It got raw and real between Spoelstra and Adebayo, with Heat victory in Utah the payoff

Sometimes it gets raw and it gets real, when a team meeting is more than an exercise in placating. Such was the case for the Miami Heat, Erik Spoelstra and Bam Adebayo.

PHOENIX — Sometimes it gets raw and it gets real, when a team meeting is more than an exercise in placating.

Such was the case for the Miami Heat ahead of Saturday night’s 147-116 victory over the Utah Jazz at the Delta Center.

This wasn’t just coach Erik Spoelstra admonishing in the aggregate. There were words for team captain Bam Adebayo and then blowback. This was, based on the comments that followed the private session, genuine angst about too much middling for a team yet again attempting to escape the play-in round.

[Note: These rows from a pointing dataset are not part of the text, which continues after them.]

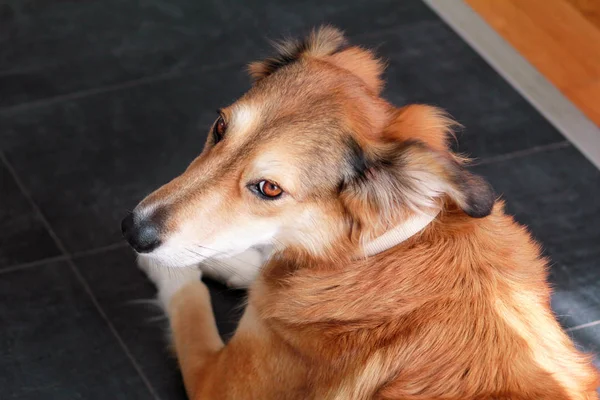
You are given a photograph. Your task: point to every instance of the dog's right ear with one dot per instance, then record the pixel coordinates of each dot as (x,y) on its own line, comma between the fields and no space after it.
(410,170)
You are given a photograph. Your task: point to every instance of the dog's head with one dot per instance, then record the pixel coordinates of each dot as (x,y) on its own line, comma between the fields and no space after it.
(311,158)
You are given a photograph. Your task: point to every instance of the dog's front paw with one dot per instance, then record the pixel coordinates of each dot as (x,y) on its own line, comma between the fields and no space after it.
(167,280)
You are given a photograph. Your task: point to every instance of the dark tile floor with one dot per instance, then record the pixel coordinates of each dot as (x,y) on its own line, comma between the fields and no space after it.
(103,100)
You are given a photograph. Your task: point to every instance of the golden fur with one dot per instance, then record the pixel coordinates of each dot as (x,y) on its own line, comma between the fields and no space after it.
(459,311)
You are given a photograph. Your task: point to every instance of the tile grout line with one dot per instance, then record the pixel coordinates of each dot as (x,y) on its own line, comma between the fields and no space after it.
(582,326)
(74,256)
(523,153)
(165,76)
(78,275)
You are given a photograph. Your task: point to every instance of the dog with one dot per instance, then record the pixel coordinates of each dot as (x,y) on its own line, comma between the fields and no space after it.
(394,274)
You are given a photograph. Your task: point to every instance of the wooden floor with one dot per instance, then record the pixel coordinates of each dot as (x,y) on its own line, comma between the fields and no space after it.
(561,38)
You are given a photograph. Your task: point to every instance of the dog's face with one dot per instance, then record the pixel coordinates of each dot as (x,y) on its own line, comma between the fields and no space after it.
(305,159)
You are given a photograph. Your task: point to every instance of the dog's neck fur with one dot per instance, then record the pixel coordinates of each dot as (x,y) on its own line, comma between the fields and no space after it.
(432,295)
(393,237)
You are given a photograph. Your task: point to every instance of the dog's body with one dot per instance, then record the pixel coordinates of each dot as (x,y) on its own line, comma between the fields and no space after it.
(459,310)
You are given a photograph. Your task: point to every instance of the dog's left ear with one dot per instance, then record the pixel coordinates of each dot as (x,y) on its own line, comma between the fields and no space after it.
(321,42)
(411,169)
(328,44)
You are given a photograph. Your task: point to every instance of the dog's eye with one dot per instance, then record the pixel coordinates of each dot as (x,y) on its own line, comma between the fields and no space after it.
(219,129)
(268,189)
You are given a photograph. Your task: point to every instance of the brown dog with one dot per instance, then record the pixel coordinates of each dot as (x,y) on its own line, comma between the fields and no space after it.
(395,275)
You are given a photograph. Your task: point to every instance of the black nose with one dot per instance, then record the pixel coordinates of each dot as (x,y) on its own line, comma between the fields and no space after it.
(142,234)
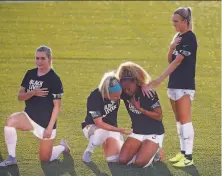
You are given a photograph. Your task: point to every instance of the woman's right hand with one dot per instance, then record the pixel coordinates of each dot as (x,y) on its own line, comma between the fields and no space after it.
(40,92)
(126,131)
(175,43)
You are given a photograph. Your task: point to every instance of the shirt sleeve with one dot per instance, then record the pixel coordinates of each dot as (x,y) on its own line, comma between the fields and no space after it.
(155,102)
(57,88)
(94,107)
(185,47)
(25,81)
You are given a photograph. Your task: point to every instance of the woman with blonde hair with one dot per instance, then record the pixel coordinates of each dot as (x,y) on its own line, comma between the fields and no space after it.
(142,145)
(100,125)
(42,90)
(181,85)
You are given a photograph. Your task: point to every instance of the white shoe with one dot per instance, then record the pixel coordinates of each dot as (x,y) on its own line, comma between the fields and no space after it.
(9,161)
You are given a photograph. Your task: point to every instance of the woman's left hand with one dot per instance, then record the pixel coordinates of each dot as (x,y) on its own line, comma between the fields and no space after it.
(47,133)
(135,103)
(147,91)
(155,83)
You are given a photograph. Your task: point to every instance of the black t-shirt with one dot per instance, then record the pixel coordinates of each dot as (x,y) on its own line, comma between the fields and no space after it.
(38,108)
(97,107)
(183,77)
(142,124)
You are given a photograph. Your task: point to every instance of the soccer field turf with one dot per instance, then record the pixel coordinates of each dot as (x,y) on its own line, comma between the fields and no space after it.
(90,38)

“Spo kind of went off on us, especially on Bam, which I think kind of set the tone,” forward Nikola Jovic said, as the Heat turned their attention to Sunday night’s game against the Phoenix Suns at the close of their five-game western swing. “When you start talking to the captain first, we just knew we had to take more responsibility and be more locked in. So I think it’s simple as that. Just maybe we had a little more pressure on us and it helped.”

No umbrage taken, said Adebayo, who went for 26 points and 15 rebounds in the victory.

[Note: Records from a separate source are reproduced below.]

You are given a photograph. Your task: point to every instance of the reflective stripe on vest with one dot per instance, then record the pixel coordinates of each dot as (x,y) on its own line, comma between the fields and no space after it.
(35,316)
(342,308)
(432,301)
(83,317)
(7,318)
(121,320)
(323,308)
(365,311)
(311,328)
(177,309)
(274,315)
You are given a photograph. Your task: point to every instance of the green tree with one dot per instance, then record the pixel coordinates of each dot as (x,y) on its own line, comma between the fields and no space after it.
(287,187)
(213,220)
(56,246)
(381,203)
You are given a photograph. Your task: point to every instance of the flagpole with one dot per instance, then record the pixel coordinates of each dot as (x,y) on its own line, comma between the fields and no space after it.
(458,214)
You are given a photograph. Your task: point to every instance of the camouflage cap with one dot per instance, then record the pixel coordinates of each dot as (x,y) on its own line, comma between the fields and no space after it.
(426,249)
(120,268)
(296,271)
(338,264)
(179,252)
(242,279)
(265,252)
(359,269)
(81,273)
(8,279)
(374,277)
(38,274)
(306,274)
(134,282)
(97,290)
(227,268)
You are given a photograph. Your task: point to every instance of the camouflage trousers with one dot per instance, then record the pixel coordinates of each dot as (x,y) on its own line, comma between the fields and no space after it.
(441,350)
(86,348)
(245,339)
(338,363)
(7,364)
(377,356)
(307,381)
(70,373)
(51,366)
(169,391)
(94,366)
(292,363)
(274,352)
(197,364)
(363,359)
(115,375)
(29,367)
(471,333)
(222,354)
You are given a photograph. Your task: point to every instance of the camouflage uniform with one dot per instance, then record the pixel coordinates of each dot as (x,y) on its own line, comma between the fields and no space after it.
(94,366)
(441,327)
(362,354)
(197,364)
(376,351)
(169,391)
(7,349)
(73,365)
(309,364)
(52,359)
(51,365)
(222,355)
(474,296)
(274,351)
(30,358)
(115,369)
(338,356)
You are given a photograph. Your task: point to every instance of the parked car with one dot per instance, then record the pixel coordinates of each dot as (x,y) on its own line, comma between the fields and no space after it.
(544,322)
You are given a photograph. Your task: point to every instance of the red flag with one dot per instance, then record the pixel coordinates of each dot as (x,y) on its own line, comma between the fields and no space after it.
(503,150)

“I mean, it definitely’s clearing the air in the room,” Adebayo said of the candor of that Saturday morning session. “All that being said, we like when coach confronts us. It’s just he’s gotta be prepared when we bark back.

“We’re all grown men at the end of the day, so we don’t like what he said, we can always have a man-to-man conversation.”

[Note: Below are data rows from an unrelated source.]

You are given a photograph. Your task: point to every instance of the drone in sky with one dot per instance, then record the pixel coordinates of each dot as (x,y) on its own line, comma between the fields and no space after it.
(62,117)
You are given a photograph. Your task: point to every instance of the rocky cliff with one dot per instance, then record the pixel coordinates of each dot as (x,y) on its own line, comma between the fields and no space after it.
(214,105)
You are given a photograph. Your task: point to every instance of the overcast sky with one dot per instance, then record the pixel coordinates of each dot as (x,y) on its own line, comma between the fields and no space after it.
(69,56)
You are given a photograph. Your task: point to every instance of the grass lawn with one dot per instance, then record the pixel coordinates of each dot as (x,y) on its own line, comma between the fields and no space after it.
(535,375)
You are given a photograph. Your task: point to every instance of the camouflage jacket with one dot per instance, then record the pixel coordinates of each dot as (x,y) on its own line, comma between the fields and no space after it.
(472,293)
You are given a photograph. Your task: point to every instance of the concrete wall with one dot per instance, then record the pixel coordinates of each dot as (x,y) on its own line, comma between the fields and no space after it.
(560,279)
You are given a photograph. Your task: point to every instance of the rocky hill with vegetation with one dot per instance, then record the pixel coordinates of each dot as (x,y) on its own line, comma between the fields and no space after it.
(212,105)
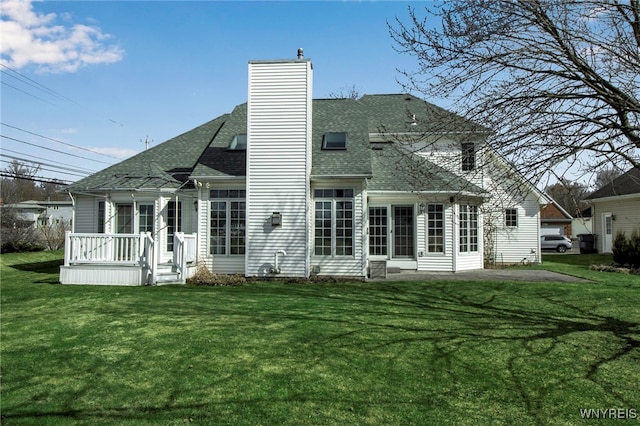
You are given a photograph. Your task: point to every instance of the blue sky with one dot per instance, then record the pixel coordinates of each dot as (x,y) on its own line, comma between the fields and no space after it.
(104,75)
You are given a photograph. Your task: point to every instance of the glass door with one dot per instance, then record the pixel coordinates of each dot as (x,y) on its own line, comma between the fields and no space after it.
(403,232)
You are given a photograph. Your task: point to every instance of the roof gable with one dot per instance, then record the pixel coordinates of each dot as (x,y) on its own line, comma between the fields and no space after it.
(203,152)
(167,165)
(626,184)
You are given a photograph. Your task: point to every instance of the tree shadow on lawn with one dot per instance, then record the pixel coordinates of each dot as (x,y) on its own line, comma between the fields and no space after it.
(547,333)
(537,342)
(50,267)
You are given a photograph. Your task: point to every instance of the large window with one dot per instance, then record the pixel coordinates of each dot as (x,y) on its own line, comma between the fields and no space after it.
(435,228)
(468,156)
(468,228)
(511,218)
(228,222)
(378,226)
(174,221)
(101,217)
(145,223)
(124,218)
(333,222)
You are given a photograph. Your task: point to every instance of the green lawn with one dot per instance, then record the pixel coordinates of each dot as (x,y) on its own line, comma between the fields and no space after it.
(334,353)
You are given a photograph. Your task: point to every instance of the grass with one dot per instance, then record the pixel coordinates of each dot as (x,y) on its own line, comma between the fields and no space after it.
(433,352)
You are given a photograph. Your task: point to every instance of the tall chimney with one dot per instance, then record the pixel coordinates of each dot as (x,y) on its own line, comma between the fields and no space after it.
(279,113)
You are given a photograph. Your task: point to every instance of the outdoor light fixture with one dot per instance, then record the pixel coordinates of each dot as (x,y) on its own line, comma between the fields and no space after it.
(276,219)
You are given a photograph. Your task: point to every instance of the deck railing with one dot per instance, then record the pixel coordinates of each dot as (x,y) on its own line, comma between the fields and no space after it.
(104,248)
(128,249)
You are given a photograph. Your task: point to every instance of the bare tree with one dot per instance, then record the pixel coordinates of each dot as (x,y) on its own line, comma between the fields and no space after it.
(569,194)
(606,176)
(555,80)
(18,183)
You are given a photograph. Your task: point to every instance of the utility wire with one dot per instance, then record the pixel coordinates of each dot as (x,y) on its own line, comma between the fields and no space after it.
(45,169)
(36,179)
(47,159)
(59,168)
(61,142)
(54,150)
(27,93)
(30,82)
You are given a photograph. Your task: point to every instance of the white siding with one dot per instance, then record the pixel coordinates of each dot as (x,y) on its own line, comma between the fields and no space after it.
(436,261)
(625,209)
(512,245)
(347,265)
(278,166)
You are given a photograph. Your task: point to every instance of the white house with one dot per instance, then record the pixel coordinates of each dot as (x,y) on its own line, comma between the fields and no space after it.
(288,185)
(616,208)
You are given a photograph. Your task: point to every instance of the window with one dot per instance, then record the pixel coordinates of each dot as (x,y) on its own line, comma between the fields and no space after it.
(378,231)
(228,222)
(145,223)
(403,238)
(101,217)
(435,228)
(333,222)
(174,221)
(468,228)
(238,143)
(468,156)
(334,141)
(124,218)
(511,218)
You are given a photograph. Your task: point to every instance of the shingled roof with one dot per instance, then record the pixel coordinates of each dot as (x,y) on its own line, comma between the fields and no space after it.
(203,152)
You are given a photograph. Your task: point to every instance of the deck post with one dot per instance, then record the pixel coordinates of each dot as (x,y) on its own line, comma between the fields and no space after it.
(67,248)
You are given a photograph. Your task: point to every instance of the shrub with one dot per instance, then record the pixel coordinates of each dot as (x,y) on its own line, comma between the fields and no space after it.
(203,276)
(626,251)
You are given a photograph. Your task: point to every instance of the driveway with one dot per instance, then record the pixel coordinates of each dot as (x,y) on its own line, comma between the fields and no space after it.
(531,275)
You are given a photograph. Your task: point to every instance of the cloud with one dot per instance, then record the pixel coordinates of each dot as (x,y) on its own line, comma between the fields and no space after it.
(30,38)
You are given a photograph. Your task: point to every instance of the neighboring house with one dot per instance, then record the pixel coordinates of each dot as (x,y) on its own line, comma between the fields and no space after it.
(582,224)
(36,214)
(554,220)
(288,185)
(616,208)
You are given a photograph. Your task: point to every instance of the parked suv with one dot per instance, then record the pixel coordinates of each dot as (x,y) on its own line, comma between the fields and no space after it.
(560,243)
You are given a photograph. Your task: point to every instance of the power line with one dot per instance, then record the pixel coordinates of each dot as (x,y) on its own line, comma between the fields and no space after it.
(54,150)
(45,169)
(36,179)
(47,159)
(27,93)
(30,82)
(59,168)
(60,142)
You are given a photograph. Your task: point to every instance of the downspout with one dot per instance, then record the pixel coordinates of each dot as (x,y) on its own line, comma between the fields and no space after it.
(73,211)
(455,249)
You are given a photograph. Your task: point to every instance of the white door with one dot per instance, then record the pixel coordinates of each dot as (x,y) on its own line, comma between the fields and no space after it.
(607,232)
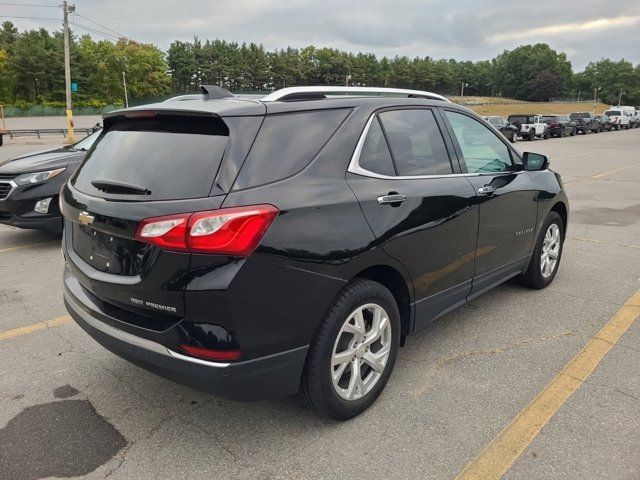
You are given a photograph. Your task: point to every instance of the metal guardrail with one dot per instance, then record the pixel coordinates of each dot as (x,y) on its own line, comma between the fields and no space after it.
(28,132)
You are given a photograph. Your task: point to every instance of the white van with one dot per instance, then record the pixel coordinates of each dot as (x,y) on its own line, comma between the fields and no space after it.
(620,116)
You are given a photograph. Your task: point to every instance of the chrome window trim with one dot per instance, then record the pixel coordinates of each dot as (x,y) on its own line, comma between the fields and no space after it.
(355,168)
(13,184)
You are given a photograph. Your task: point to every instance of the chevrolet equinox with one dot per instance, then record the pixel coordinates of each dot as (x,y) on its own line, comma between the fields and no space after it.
(255,248)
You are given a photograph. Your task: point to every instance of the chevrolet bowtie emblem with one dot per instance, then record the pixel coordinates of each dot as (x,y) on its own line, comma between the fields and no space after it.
(85,218)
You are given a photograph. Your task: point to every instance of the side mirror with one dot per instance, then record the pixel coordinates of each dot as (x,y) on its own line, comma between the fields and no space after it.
(534,162)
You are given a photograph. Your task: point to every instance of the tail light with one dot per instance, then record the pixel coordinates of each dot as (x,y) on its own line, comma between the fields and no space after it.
(211,354)
(228,231)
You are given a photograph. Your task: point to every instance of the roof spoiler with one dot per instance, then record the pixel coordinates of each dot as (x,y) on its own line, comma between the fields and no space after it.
(213,91)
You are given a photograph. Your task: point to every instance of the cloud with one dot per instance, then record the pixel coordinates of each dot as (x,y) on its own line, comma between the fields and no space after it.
(462,29)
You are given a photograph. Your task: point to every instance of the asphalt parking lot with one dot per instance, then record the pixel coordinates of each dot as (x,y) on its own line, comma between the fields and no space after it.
(71,408)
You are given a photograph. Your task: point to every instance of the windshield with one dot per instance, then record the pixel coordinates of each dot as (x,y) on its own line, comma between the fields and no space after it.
(579,115)
(86,143)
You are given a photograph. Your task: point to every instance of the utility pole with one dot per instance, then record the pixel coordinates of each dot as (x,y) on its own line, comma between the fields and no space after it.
(67,67)
(126,97)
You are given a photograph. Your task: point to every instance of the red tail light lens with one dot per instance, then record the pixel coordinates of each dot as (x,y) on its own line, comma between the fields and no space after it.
(210,354)
(228,231)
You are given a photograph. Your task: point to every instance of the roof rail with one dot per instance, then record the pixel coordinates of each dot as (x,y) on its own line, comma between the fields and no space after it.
(318,92)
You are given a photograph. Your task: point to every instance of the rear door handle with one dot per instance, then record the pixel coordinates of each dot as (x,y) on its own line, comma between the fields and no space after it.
(487,190)
(392,198)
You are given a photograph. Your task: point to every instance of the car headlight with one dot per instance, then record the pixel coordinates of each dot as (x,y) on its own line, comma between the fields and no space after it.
(37,177)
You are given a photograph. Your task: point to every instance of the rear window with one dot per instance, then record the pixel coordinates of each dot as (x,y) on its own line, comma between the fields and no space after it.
(168,157)
(286,144)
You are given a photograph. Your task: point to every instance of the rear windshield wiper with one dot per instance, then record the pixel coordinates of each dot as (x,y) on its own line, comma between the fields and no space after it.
(114,186)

Spoelstra said a focus in that session was defense and aggression, still with a bitter taste from Thursday night’s 127-110 loss to the Portland Trail Blazers in the middle game of the trip.

“We talked about in our meeting that we did not defend in the Portland game,” Spoelstra said. “It doesn’t matter what the stats were. It’s just there’s a feeling, and the Blazers did not feel us enough. And we paid the price for that.”

So against the Jazz that Heat attacked from every angle, but mostly on the glass, where they closed with a massive 64-34 edge, including a staggering 26 offensive rebounds, their highest total since January 1994. All of that with center Kel’el Ware sidelined for a fourth consecutive game with a hamstring strain and back in Miami receiving treatment.